In the biggest city, Rangoon, people were queuing up to share bottled water and there was still no electricity, four days after the vicious Cyclone Nargis struck the Irrawaddy delta, rice bowl for the country's 53 million people.
"Generators are selling very well under the generals," said one man waiting outside a shop, reflecting some of the resentment on the streets to what many described as a slow warning and response to the cyclone's 190 kilometre per hour winds.
An Australian man staying with family in Rangoon when the cyclone hit says when he left Rangoon for Sydney last night it was almost unrecognisable.
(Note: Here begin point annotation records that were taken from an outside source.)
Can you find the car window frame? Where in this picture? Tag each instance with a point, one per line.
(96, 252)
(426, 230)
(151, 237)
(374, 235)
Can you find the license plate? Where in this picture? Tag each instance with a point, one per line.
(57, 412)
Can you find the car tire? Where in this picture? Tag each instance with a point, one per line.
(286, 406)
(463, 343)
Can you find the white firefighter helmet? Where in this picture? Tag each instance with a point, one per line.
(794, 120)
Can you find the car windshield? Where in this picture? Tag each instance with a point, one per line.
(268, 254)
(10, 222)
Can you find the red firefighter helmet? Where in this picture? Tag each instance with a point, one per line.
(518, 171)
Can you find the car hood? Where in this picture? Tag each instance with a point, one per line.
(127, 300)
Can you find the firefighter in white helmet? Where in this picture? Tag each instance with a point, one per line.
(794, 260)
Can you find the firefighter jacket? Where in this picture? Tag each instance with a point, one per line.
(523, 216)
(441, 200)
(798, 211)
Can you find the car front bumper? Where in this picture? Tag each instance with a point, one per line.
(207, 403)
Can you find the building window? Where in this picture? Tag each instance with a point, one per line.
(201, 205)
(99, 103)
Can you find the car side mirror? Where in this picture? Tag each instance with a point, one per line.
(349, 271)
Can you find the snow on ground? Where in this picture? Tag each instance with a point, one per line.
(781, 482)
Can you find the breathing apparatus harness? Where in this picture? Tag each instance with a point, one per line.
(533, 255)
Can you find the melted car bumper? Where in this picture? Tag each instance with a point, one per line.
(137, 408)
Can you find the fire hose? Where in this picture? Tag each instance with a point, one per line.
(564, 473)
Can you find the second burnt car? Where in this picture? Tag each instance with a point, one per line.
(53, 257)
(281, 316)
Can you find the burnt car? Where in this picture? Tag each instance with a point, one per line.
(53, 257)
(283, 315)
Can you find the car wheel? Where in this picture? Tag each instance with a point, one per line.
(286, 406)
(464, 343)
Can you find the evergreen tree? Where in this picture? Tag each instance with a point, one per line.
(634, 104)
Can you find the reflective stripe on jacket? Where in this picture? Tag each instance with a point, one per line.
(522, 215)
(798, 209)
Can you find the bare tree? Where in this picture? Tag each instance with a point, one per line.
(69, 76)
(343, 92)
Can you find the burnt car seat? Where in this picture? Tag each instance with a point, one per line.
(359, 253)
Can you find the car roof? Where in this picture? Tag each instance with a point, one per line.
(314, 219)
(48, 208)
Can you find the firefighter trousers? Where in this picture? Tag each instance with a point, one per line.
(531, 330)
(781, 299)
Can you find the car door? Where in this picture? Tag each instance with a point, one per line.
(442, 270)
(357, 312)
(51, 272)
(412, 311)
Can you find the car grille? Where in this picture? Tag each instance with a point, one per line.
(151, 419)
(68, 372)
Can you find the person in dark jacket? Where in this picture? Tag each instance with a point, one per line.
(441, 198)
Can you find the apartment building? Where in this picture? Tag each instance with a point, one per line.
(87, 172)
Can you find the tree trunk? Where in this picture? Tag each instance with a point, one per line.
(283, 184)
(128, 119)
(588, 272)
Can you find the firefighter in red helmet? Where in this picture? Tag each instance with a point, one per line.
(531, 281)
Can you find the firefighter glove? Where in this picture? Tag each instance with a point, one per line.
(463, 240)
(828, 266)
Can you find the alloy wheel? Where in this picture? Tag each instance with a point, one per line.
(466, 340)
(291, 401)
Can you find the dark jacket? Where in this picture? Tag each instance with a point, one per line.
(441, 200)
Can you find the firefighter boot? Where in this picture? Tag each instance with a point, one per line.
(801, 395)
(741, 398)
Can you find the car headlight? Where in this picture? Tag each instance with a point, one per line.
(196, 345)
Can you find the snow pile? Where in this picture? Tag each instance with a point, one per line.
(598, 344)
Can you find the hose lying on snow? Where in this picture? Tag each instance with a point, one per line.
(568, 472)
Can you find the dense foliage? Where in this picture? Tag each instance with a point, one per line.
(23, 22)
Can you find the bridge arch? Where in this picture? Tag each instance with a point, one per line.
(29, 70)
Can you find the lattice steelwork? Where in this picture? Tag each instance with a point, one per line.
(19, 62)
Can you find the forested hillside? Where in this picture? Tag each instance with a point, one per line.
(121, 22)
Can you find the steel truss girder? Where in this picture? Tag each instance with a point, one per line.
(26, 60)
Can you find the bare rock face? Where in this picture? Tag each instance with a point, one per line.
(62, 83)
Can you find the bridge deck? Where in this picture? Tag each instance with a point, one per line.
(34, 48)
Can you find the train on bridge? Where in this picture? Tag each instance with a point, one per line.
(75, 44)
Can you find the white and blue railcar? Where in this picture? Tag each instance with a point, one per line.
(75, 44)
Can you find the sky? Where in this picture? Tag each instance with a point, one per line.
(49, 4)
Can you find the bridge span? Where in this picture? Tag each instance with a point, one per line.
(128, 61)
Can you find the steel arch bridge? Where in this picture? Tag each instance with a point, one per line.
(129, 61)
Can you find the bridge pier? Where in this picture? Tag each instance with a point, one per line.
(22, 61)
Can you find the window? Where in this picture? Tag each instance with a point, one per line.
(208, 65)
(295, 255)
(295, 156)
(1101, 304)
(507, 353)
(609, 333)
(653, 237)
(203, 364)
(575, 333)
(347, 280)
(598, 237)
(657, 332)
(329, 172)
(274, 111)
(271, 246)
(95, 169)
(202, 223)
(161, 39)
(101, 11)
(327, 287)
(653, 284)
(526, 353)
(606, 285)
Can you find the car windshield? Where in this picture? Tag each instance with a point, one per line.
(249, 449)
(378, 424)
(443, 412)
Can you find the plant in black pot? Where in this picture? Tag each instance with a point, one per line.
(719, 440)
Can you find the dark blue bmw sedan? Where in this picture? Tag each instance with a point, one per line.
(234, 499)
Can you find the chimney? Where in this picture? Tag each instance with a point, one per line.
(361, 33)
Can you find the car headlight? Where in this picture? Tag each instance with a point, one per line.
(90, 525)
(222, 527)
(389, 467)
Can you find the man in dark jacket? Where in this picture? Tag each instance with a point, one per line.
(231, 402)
"Everything was just torn apart, it doesn't look like a city any more, I even got lost going from one place to another," he said.
Very few soldiers were seen clearing debris and trees, except at major intersections, residents in the former capital said. Monks and residents, using what tools they had, cut trees.
"The regime has lost a golden opportunity to send the soldiers as soon as the storm stopped to win the heart and soul of people," a retired civil servant said.
Burma officials, after an initial count of a few hundred dead, announced dramatically higher tolls in meetings with international aid agencies and diplomats.
"The basic message was that they believe the provisional death toll was about 10,000 with 3,000 missing," a Rangoon-based diplomat told Reuters in Bangkok, summarising a briefing from Foreign Minister Nyan Win before the report on the 10,000 dead in one town.
The last major storm to ravage Asia was Cyclone Sidr, which killed 3,300 people in Bangladesh last November.
The scale of the disaster drew a rare acceptance of outside help from the diplomatically isolated generals, who spurned such approaches in the aftermath of the 2004 Indian Ocean tsunami.
Australia is standing by to contribute to the international aid effort with World Vision Australia given the go ahead to provide assistance with the short term focus being on shelter, food and water purifiers.
After getting a "careful green light" from the government, the United Nations said it was pulling out all the stops to send in emergency aid such as food, clean water, blankets and plastic sheeting.
"The UN will begin preparing assistance now to be delivered and transported to Burma as quickly as possible," World Food Program (WFP) spokesman Paul Risley said.
The UN office in Rangoon said there was an urgent need for plastic sheeting, water purification tablets, cooking equipment, mosquito nets, health kits and food.